Winding semi-circle? Let us say that $F : \Bbb R → S^1$ is defined by, 
$F(t) = exp(2πti) = cos(2πt) + isin(2πt)$
Say that I am given some open arc in $S^1$, defined by the set:
$C(x) = \{y ∈ S^1 | d(x, y) < 0.01\}$ , where $d(x, y) = |x-y|$ is your typical Eudclidean distance. 
This seems to be smaller than a semi-circle, right? 
What I do not get is how $F^{-1}(C)$ has a countably infinite number of open and disjoint intervals and that the restriction of $F$ to any of those open and disjoint intervals is a homeomorphism from the interval onto $C$. Is there some proof of this? Thanks!
 A: First of all note that $F$ restricted to $[r, r+1)$ is a continuous bijection for any $r\in\mathbb{R}$. Which I leave as an exercise. Moreover $F$ restricted to $(r,r+1)$ is a homeomorphism onto image (being $S^1$ without a point). The inverse can be reconstructed from the complex argument.
Now fix a point $q\in S^1$. Assume that $C\subseteq S^1\backslash\{q\}$. This is your case due to "$<0.01$" condition. Also fix $p\in F^{-1}(q)$.
For any $k\in\mathbb{Z}$ let $G_k:(p+k,p+k+1)\to S^1\backslash\{q\}$ be given by $G_k(t)=F(t)$. So again it's a restriction. As I've mentioned earlier $G_k$ is a homeomorphism. Furthermore
$$F^{-1}(C)=\bigcup_{k\in\mathbb{Z}} G_k^{-1}(C)$$
Finally each $G_k^{-1}(C)$ has to be an interval when $C$ is connected. It has to be open when $C$ is. Both conditions are satisfied in your case. And $\{G_k^{-1}(C)\}_{k\in\mathbb{Z}}$ are pairwise disjoint by definition regardless of what $C$ is.
Can you fill all the missing details?
A: Not an answer, but I hope this picture can help you develop some intuition. It is directed to you "getting how $F^{-1}(C)$ is a disjoint union of countably many intervals...". 

A: Let me answer your question indirectly by starting with some things that may be obvious to you from your understanding of trigonometry.

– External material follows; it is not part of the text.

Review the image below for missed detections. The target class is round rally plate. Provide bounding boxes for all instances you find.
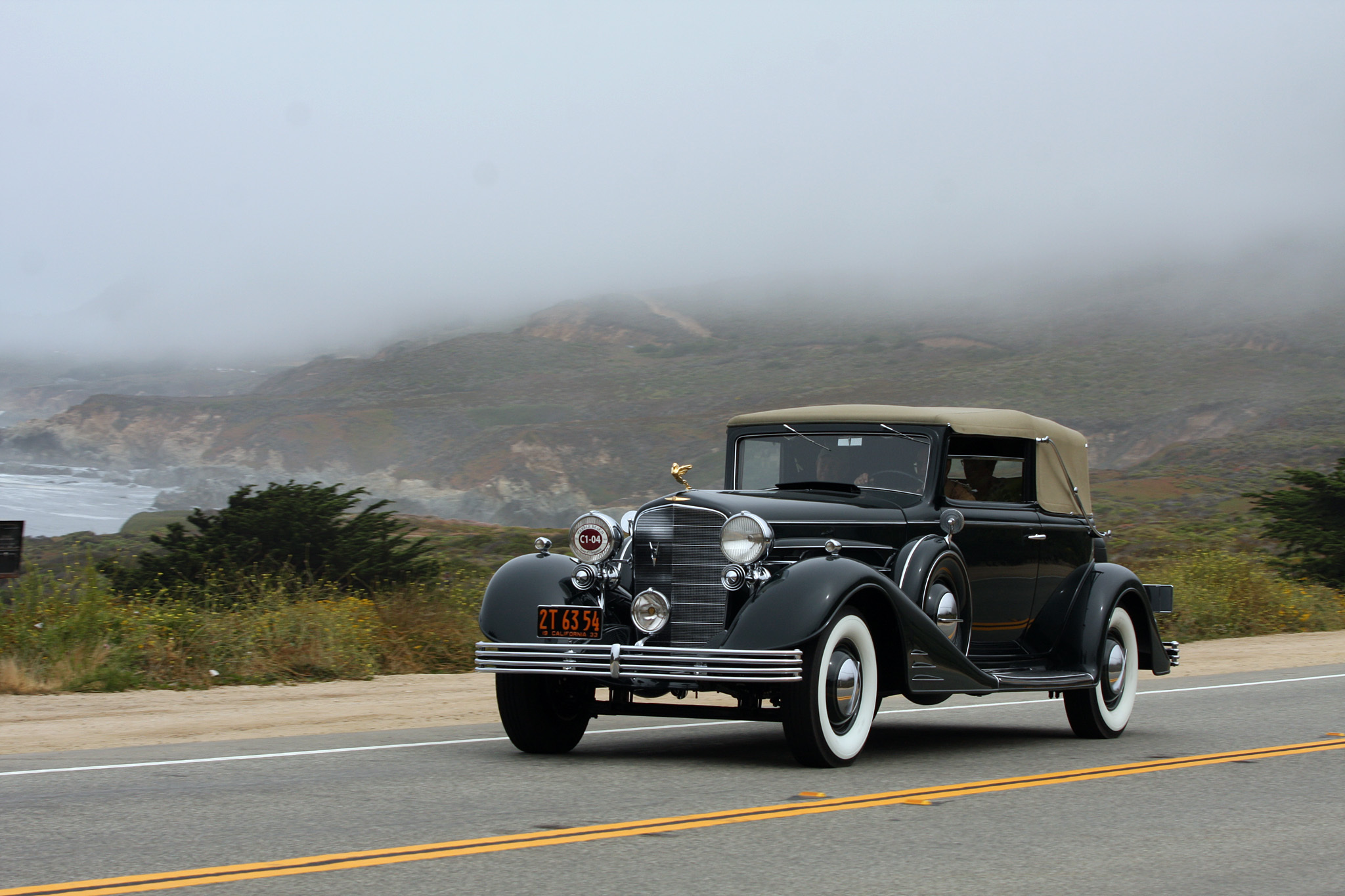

Suppose that I fix a nonempty open subinterval $(r,s) \subset \mathbb R$ such that $0 < s-r<1$. Taking the image under $F$ I get a circular arc
$$C = F(r,s) = \{exp(2 \pi t \, i) \mid r < t < s\}
$$
Furthermore, I can see that the restriction $F \mid (r,s)$ is a homeomorphism from $(r,s)$ to $C$: the restriction is injective because of the requirement that $0 < s-r<1$; and the inverse homeomorphism $C \mapsto (r,s)$ can easily be written down with certain inverse trig functions of the $x,y$ coordinates of each point in $C$, as one learns in precalculus. So far so good.
Next, knowing the periodicity of cosine and sine, I deduce that the set $F^{-1}(C)$ is the union of a countably infinite number of open and disjoint intervals of the form $(r + 2 \pi k, s + 2 \pi k)$, $k \in \mathbb Z$. 
Furthermore, each of the restrictions $F \mid (r + 2 \pi k, s + 2 \pi k)$ is a homeomorphism to $C$, because I can again use periodicity of cosine and sign to deduce that this map is the composition of two homeomorphisms: the first homeomorphism is the map from the interval $(r + 2 \pi k, s + 2 \pi k)$ to the interval $(r,s)$ given by subtraction of $2 \pi k$; and the second homeomorphism is $F \mid (r,s)$.
Okay, now back to your question. 
Choose $u \in \mathbb R$ such that $F(u) = x$. 
Next, let $\theta$ be the smallest positive number such that $d(x,  F(u+\theta)) = .01$. 
Let $s = u+\theta$ and let $r = u - \theta$, and observe that $d(x,F(r))=d(x,F(s))=.01$. 
Also observe that the set $F(r,s)$ is exactly your circular arc $C(x)$. 
All of the conclusions that you were asking for have been proved!